Pinisi merupakan nama layar. Kapal ini umumnya memiliki dua tiang layar utama dan tujuh buah layar, yaitu tiga di ujung depan, dua di depan, dan dua di belakang; umumnya digunakan untuk pengangkutan barang antarpulau[1]. Dua tiang layar utama tersebut berdasarkan dua kalimat syahadat dan tujuah buah layar merupakan jumlah dari surah Al-Fatihah. Pinisi adalah sebuah kapal layar yang menggunakan jenis layar sekunar[2] dengan dua tiang dengan tujuh helai layar yang dan juga mempunyai makna bahwa nenek moyang bangsa Indonesia mampu mengharungi tujuh samudera besar di dunia. [Wikipedia]
Desa Bira berjarak lima jam perjalanan dari ibukota Sulsel, Makassar. Ini adalah wilayah dengan pemandangan laut berair biru dan pantai berpasir putih. Di salah satu pinggir pantai inilah para ahli pembuat Pinisi tinggal. Jauhnya jarak dari ibukota provinsi ke sentra pembuatan Pinisi tersebut, menjadikan minimnya kesempatan bagi masyarakat untuk belajar tentang Pinisi. Untuk itu, sejumlah masyarakat Makassar mencoba 'memindahkan' rangkaian proses pembuatan sebuah Pinisi ke pusat kota.
|
Pinisi dibuat di ujung sana. |
Proses pembuatan kapal yang dinamai "Pinisi Pusaka Nusantara" ini ditempatkan di garis pantai yang terletak di Tanjung Pandang, Anjungan Pantai Losari. Lokasinya yang tepat berada di seberang Benteng Fort Rotterdam ini, jelas memudahkan masyarakat untuk berkunjung dan melihat proses pembuatannya. Yayasan Makassar Skalia adalah inisiator dari program tersebut, yang proses pembuatannya kemudian dilanjutkan oleh perusahaan KitaJi Pusaka Mandiri.

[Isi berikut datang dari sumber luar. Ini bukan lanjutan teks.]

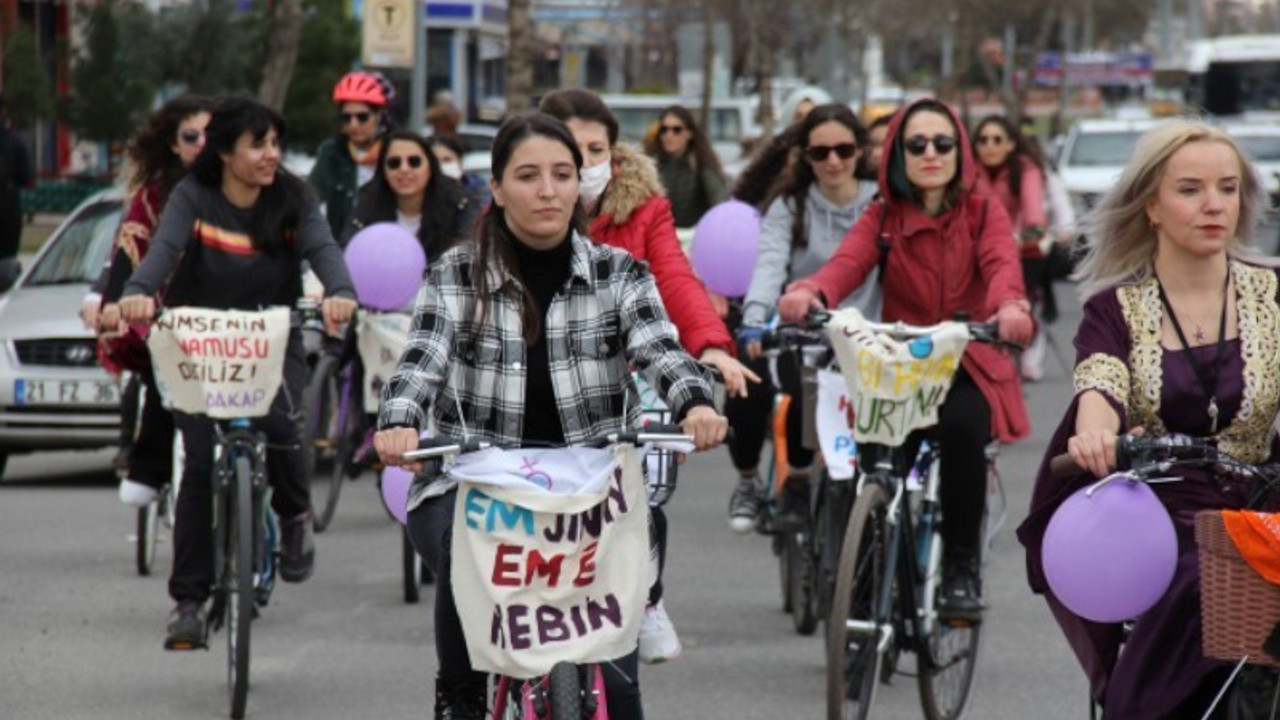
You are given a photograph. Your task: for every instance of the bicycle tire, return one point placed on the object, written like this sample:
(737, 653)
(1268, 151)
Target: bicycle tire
(147, 536)
(859, 579)
(565, 692)
(328, 433)
(804, 575)
(411, 569)
(240, 596)
(946, 664)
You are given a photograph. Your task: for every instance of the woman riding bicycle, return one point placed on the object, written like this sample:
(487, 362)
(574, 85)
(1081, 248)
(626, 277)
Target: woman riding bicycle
(1180, 335)
(944, 249)
(525, 337)
(233, 236)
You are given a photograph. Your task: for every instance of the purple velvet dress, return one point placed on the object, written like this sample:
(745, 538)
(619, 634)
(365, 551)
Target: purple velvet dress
(1162, 671)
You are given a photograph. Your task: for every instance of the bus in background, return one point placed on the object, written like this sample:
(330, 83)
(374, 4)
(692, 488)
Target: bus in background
(1233, 76)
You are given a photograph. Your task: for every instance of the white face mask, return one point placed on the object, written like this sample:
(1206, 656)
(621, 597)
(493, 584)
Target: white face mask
(594, 181)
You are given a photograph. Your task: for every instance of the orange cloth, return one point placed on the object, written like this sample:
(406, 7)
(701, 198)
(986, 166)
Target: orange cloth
(1257, 537)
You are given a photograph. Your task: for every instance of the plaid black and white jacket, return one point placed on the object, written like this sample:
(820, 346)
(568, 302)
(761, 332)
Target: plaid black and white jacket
(607, 317)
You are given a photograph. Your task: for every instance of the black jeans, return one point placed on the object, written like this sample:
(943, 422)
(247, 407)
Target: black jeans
(430, 528)
(192, 534)
(151, 450)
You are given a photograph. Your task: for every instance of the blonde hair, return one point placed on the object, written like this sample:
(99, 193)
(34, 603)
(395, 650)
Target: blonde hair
(1121, 244)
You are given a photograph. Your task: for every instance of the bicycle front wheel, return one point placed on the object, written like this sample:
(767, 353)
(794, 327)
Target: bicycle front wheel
(565, 692)
(855, 624)
(240, 595)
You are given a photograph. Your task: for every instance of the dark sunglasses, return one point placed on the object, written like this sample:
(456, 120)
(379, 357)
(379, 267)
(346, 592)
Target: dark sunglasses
(415, 162)
(819, 153)
(918, 144)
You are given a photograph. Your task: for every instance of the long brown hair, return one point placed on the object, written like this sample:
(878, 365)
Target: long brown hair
(699, 147)
(494, 240)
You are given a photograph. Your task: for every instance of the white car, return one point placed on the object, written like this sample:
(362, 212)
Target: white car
(1093, 155)
(53, 392)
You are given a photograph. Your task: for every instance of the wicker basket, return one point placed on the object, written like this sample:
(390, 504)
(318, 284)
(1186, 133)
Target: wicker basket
(1238, 607)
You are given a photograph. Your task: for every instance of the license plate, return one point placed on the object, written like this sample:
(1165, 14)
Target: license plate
(67, 392)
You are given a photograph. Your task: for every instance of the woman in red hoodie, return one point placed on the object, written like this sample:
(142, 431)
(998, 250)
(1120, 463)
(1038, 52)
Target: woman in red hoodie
(950, 250)
(629, 209)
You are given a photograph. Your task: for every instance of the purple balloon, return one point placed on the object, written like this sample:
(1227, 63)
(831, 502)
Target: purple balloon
(725, 246)
(387, 265)
(1110, 556)
(394, 487)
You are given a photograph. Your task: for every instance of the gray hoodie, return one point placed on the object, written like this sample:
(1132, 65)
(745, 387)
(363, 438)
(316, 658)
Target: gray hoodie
(777, 263)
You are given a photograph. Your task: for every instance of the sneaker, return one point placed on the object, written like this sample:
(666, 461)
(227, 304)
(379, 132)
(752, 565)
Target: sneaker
(187, 628)
(658, 638)
(136, 493)
(297, 548)
(961, 596)
(744, 505)
(460, 701)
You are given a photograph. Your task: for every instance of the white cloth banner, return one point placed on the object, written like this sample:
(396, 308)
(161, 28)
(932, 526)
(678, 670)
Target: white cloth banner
(835, 418)
(896, 386)
(220, 363)
(548, 556)
(380, 338)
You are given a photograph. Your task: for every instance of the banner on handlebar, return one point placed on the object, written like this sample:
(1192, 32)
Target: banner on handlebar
(896, 386)
(548, 557)
(380, 338)
(220, 363)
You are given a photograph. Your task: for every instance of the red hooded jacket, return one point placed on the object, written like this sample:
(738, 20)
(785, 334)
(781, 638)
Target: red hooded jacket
(963, 260)
(636, 217)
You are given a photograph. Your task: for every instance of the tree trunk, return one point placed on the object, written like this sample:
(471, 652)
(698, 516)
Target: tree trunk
(520, 51)
(282, 53)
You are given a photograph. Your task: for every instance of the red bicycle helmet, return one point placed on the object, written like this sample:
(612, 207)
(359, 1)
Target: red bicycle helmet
(360, 87)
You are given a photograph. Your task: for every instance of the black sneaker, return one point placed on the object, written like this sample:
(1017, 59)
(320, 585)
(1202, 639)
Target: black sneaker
(297, 548)
(960, 598)
(461, 701)
(187, 628)
(744, 505)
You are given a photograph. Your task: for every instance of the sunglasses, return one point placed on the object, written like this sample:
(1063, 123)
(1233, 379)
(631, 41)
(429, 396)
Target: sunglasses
(415, 162)
(819, 153)
(918, 144)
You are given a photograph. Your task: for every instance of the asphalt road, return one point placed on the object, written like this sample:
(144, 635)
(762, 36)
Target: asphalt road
(81, 632)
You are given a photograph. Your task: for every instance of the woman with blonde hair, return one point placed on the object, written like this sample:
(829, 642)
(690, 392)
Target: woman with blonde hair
(1180, 335)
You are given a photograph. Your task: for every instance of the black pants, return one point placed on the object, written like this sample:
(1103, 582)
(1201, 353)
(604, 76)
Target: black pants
(749, 417)
(151, 450)
(192, 533)
(430, 527)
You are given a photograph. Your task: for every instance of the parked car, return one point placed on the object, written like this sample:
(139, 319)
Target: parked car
(1093, 155)
(53, 392)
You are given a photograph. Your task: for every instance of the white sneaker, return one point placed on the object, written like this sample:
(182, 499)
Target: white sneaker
(137, 493)
(658, 638)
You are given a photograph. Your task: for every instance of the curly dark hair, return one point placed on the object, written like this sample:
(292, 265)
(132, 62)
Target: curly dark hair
(151, 150)
(699, 147)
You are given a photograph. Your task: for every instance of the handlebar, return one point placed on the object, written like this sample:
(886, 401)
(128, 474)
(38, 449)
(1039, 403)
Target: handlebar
(452, 446)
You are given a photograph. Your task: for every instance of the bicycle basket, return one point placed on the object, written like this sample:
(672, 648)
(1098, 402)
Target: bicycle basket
(1238, 607)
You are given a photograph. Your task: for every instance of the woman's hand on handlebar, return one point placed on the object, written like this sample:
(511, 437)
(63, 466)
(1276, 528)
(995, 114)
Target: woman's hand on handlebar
(707, 425)
(393, 443)
(336, 311)
(137, 308)
(735, 373)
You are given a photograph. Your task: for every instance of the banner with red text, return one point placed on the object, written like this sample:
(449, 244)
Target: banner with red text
(220, 363)
(549, 551)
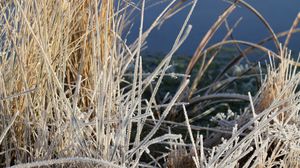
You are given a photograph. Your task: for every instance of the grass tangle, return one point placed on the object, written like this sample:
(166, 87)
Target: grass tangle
(74, 92)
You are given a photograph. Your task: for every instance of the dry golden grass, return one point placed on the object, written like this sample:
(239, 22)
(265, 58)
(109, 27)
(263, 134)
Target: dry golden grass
(65, 99)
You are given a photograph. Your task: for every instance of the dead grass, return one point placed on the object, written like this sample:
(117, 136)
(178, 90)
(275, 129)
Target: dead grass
(65, 100)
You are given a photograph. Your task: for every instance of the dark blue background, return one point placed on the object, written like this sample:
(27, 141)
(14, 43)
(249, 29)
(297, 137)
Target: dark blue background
(279, 13)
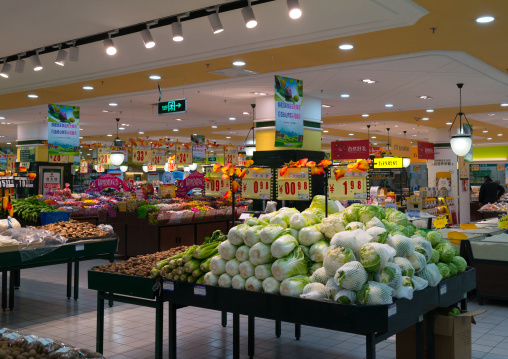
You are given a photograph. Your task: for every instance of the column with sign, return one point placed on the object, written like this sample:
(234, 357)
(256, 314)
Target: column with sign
(257, 183)
(141, 154)
(341, 187)
(183, 154)
(294, 184)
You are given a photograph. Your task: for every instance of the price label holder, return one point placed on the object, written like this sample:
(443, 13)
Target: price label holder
(183, 155)
(168, 285)
(200, 290)
(503, 222)
(257, 183)
(440, 222)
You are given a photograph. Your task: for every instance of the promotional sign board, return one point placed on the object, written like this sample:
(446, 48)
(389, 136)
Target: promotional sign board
(63, 130)
(344, 150)
(288, 112)
(257, 183)
(294, 184)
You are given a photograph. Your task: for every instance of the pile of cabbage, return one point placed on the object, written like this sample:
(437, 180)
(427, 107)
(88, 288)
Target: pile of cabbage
(363, 255)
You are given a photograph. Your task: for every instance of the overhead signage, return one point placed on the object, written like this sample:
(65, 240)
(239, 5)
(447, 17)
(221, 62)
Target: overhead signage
(388, 162)
(345, 150)
(257, 183)
(63, 130)
(425, 150)
(347, 188)
(173, 106)
(288, 96)
(294, 185)
(401, 147)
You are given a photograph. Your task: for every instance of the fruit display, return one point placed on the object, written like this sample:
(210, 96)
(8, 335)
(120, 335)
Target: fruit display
(192, 265)
(142, 265)
(15, 345)
(363, 255)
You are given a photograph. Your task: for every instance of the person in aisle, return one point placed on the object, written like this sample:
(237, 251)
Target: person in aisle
(490, 191)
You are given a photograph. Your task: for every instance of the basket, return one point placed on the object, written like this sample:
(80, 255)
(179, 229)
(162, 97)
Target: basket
(53, 217)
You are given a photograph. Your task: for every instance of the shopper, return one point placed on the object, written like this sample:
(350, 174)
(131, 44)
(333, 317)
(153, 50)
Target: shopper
(490, 191)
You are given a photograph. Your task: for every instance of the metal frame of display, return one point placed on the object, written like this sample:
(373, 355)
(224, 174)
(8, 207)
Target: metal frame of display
(68, 253)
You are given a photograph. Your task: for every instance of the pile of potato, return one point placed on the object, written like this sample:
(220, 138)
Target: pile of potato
(140, 265)
(74, 229)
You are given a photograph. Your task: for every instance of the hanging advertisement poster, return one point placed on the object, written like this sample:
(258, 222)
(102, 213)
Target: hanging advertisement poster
(288, 112)
(63, 130)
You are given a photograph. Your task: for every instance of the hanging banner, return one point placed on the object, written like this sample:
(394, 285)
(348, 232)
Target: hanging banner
(257, 183)
(346, 150)
(183, 155)
(294, 185)
(104, 156)
(231, 156)
(158, 157)
(63, 130)
(141, 154)
(288, 112)
(425, 150)
(401, 147)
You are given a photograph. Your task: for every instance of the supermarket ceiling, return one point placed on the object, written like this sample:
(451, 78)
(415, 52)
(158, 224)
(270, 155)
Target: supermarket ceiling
(394, 44)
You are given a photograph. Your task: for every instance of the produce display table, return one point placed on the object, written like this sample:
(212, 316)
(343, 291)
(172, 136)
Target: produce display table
(376, 323)
(69, 253)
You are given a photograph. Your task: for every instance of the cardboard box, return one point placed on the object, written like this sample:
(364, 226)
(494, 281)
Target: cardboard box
(452, 336)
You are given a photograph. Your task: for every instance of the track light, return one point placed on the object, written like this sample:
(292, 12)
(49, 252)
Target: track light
(20, 66)
(177, 31)
(6, 69)
(110, 47)
(248, 16)
(36, 62)
(294, 9)
(147, 38)
(74, 53)
(61, 57)
(215, 22)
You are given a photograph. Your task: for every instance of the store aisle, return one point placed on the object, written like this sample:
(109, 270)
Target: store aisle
(42, 309)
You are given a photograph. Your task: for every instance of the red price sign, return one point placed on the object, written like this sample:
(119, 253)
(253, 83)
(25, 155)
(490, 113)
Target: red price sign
(257, 183)
(104, 156)
(294, 185)
(347, 188)
(183, 155)
(58, 158)
(141, 154)
(231, 156)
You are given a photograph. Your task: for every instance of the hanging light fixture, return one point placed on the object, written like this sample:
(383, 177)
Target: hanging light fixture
(405, 161)
(117, 156)
(461, 142)
(250, 145)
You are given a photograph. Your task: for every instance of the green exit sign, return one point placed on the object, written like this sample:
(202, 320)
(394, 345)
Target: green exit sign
(173, 106)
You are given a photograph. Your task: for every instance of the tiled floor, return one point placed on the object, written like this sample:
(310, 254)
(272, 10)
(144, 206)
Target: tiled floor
(42, 309)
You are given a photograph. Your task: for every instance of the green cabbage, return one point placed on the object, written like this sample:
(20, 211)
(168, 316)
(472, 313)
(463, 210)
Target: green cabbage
(460, 263)
(289, 266)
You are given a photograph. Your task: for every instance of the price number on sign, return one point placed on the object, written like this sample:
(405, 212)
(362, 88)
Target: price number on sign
(346, 187)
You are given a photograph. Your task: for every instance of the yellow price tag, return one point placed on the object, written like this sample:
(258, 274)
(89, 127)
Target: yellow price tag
(503, 222)
(440, 222)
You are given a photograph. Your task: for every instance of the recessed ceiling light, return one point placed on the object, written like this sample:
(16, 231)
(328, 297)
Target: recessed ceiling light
(485, 19)
(346, 47)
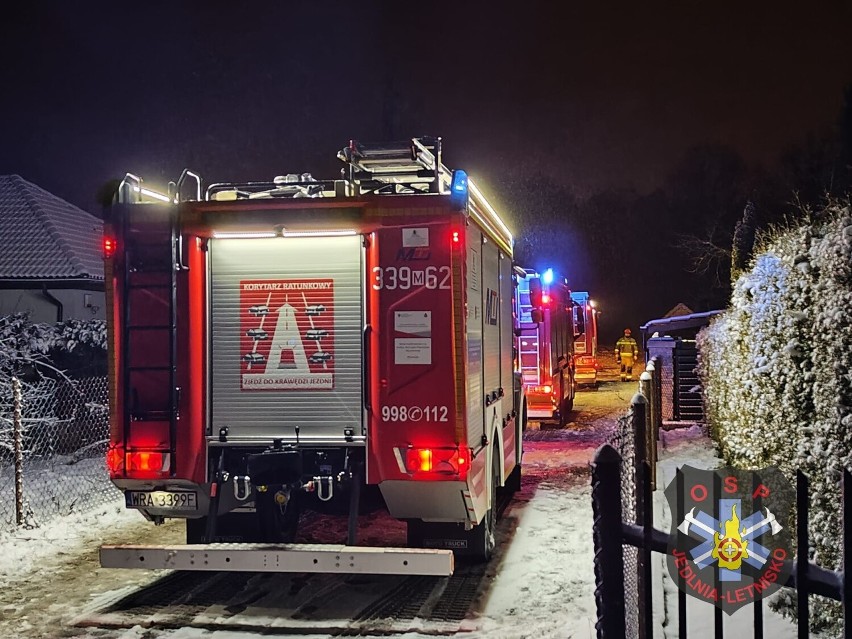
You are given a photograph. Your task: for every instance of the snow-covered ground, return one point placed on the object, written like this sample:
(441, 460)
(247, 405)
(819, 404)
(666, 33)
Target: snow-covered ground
(540, 584)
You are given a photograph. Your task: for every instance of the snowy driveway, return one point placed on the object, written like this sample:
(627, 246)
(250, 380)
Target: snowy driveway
(540, 583)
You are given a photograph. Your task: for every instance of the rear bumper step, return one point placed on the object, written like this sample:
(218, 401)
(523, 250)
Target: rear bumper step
(321, 558)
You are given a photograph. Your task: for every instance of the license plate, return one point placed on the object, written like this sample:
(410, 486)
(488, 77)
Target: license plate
(161, 499)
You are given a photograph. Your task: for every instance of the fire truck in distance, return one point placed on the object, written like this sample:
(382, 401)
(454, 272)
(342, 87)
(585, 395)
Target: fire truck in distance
(586, 344)
(545, 344)
(301, 344)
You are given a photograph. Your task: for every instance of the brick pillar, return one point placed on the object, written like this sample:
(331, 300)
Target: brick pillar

"Nenek Moyangku Seorang Pelaut" mungkin lagu populer sejak kita masih kanak-kanak. Namun apakah kita benar-benar memahami begitu besarnya pengaruh dunia maritim nusantara terhadap sejarah dunia di masa lalu? Phinisi sebagai salah satu alat yang mendukung kejayaan itu, perlu juga untuk dipahami.
|
Mulyawan Galib |
"Jangankan dari luar Sulsel, orang Makassar saja belum tentu pernah melihat pembuatan Pinisi di Bira," kata Mulyawan Galib dari Documentation and Publishing proyek ini. "Logo pemerintahan Kota Makassar bergambar Phinisi, namun banyak orang Makassar yang tidak pernah melihat Pinisi, maka inilah kami hadirkan kapal ini," lanjutnya. Bahkan logo Kota Makassar ini memiliki semboyan yang snagat berbau maritim, yaitu "Sekali layar terkembang, pantang biduk surut ke pantai".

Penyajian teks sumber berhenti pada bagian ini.